Several features are currently at the conceptual level of design and will require additional technical information, based on research and development and design activities, the CNSC said, while some design features will need further consideration because of the novel design of the IMSR400.
Further work will be needed to predict core behaviour in the presence of damaged core components – although the CNSC acknowledges that the definition of core damage as set out in current regulations, which were drawn up based on operating experience from water-cooled reactors, may not be applicable to the IMSR design.
Terrestrial Energy will also be required to complete further safety analysis work relating to core damage, and to provide further information on how it will validate predictions of performance as the reactor ages.
In the second phase of the review, Terrestrial Energy will also be required to demonstrate that human factors in design have been appropriately addressed in its operability and maintainability programs, which are currently under development.
The IMSR® is a liquid-fuel reactor system, rather than a solid-fuel system, as is used exclusively in conventional reactors.

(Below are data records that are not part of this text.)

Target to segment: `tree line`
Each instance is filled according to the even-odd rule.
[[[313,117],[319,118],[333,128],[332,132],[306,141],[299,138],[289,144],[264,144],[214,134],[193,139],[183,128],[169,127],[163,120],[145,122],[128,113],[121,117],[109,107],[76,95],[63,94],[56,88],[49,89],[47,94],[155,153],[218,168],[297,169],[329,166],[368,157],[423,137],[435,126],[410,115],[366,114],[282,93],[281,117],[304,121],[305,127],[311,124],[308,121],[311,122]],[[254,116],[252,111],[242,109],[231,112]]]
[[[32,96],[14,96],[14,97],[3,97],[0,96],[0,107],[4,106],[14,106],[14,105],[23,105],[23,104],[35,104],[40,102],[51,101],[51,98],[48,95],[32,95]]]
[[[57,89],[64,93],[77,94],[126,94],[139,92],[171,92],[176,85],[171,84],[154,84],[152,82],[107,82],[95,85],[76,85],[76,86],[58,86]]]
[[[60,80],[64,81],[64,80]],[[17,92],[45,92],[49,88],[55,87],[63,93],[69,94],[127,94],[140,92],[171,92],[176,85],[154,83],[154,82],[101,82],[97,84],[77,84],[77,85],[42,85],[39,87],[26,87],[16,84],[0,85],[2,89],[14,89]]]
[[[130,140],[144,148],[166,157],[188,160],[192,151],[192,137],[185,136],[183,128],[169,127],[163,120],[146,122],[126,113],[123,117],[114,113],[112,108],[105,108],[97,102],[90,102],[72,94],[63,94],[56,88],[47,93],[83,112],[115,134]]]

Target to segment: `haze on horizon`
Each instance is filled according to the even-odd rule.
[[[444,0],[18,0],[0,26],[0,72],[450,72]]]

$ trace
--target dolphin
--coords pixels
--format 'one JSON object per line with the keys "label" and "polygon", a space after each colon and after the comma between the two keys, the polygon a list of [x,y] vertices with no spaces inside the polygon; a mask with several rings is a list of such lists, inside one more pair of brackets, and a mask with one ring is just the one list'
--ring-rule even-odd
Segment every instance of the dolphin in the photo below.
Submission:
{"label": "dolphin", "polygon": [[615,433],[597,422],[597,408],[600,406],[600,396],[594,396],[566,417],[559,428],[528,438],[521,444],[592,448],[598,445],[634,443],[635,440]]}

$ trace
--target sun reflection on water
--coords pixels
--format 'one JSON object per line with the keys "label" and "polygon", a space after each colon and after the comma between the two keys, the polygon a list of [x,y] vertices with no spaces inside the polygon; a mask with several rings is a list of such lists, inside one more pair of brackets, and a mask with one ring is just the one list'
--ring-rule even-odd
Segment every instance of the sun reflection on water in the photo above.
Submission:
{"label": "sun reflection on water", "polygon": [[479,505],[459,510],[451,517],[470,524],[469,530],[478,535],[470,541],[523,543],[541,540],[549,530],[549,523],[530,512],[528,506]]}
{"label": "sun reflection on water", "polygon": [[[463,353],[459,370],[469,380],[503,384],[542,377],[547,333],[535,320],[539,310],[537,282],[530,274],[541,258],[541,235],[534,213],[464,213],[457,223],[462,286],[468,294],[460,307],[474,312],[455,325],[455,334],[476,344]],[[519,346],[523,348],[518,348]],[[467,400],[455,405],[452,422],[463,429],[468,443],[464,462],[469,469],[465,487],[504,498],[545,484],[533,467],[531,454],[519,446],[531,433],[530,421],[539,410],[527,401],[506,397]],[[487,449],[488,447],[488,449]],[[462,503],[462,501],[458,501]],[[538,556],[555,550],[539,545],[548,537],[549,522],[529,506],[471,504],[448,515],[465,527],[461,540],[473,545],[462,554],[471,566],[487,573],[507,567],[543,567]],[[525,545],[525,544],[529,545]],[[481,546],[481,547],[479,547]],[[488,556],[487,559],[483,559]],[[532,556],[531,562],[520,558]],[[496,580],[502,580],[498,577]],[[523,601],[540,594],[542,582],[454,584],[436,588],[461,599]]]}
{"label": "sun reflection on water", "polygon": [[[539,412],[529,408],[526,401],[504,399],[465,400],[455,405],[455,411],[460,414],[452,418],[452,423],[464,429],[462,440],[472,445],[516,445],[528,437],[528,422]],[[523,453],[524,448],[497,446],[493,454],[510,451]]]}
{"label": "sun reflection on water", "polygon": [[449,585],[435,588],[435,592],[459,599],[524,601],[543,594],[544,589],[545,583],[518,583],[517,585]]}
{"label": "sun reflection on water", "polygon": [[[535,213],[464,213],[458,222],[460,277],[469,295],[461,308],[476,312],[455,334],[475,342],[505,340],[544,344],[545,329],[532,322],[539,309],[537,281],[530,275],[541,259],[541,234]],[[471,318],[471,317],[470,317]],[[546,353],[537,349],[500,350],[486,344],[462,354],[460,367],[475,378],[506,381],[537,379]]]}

The IMSR® dissipates heat using a molten salt. Salts are thermally stable and excellent heat-transfer fluids, ideal for dissipating heat from the fission process simply and safely. In a molten salt reactor (MSR), salt provides a fluid medium to carry a nuclear fuel—in the case of the IMSR®, a low-enriched-uranium fluoride salt.
The IMSR® provides simple, safe, and natural mechanisms for heat dissipation. It is a far superior system for the simple passive dissipation of fission heat. The use of a molten salt is at the heart of many engineering and commercial virtues of the IMSR®.
An IMSR® power plant generates 400 MWth of thermal energy (190 MWe) with a thermal -spectrum, graphite-moderated, molten-fluoride-salt reactor system, fueled by low-enriched uranium (less than 5% 235U). It incorporates the approach to MSR design and operation researched, demonstrated and proven by the ARE and MSRE test reactors at Oak Ridge National Laboratory (ORNL); these were further developed under the DMSR program.
The IMSR® improves upon the earlier ORNL MSR designs through various innovations that are pragmatic and commercial. The key challenge to MSR commercialization is graphite’s limited lifetime in a reactor core, which is a function of reactor power. Commercial power reactors require high core energy densities to be economical, but high power densities significantly reduce the lifetime of the graphite moderator requiring its replacement; this is challenging to do simply, safely and economically in an industrial environment.
The key IMSR® innovation is an elegant solution to this challenge – the integration of the primary reactor components, including the graphite moderator, into a sealed and replaceable reactor core, the IMSR® Core-unit, which has an operating lifetime of 7 years. The IMSR® Core-unit is simple and safe to replace, it supports high utility factors for IMSR® power plants and high capital efficiency. It also ensures that the materials’ lifetime requirements of all other reactor core components are met; the challenge of achieving these requirements is often cited as an impediment to immediate commercialization of MSRs. The result is a power plant that delivers the combination of high energy output, simplicity and ease of operation, and cost-competitiveness essential for widespread commercial deployment. IMSR® power plants are a new clean energy alternative.